Western Isles abuse case resonates nationally, says Scottish minister

Scotland’s education minister has vowed lessons will be learned from failings highlighted by last week’s damning inspection report into the abuse of three girls on the Western Isles.

Peter Peacock has given Western Isles Council six weeks to develop an action plan to address weaknesses identified by the Social Work Inspection Agency. He said the case had national implications and that most of the 31 recommendations for improving practice would be acted upon.

The report concludes that council social workers and managers failed to take the children into care quickly enough despite ample evidence to suggest abuse had taken place. It calls decision-making by staff, including health professionals, “seriously flawed”.

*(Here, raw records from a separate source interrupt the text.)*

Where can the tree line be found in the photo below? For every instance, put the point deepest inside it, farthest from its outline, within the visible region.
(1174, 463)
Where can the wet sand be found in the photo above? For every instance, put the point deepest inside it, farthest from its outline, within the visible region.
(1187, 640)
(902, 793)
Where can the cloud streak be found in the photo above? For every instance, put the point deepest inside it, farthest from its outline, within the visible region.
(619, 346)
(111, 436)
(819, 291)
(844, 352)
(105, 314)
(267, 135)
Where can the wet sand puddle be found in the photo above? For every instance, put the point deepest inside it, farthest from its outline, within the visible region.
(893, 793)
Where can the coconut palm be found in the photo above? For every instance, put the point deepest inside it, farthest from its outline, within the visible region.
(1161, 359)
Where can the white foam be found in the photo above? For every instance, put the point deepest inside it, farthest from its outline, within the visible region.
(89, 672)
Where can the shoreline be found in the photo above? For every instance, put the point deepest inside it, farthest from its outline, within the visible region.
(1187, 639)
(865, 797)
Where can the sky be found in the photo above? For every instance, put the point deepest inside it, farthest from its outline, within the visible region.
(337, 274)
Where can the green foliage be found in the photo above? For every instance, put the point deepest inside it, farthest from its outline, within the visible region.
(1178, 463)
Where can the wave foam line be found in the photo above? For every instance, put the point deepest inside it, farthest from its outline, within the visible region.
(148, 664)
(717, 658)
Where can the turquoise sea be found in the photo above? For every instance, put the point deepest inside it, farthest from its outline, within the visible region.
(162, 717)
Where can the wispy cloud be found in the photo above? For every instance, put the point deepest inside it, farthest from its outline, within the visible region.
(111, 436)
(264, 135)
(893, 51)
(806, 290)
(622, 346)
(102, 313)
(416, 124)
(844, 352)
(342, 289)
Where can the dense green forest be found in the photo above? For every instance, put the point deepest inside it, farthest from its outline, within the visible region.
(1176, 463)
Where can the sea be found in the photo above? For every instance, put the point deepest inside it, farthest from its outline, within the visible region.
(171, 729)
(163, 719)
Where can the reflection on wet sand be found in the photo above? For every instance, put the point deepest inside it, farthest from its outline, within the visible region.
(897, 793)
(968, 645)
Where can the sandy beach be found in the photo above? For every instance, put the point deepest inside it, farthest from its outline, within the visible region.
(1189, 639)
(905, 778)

No one has been convicted of abusing the children.

Inspectors, who were called in after the collapse of a criminal case against nine people last summer, found 220 indicators of neglect and abuse between 1990 and 2000. The family moved to the Western Isles in 1995 and in 2000 the children were placed in foster care.

The report finds evidence of “severe and prolonged physical and emotional abuse” and likely sexual abuse. One child was found to have been regularly sleeping in a cupboard.

It also says staff focused too much on supporting the family to remain together, were inexperienced in child protection and were more likely to believe adults’ accounts than the children’s.

“It is hard to make sense of how so much professional energy could be devoted to sharing so much information to such little effect,” it states.

Western Isles chief executive Bill Howat said the council had started implementing recommendations in the report, but added: “We accept that there were serious shortcomings in our performance in the case and that is a matter of regret.”

Colin McKenzie, president of the Association of Directors of Social Work, said the case highlighted the need to have “competent, skilled and experienced staff able to challenge colleagues and processes and make difficult decisions”. He called on the executive to create a national resource to disseminate best practice knowledge to rural councils.

The report recommends that councils ensure every school appoints a staff member to record and pass on to social work departments information about a child or their family where there are child protection concerns.

The inspection did not investigate any aspect of the police inquiry.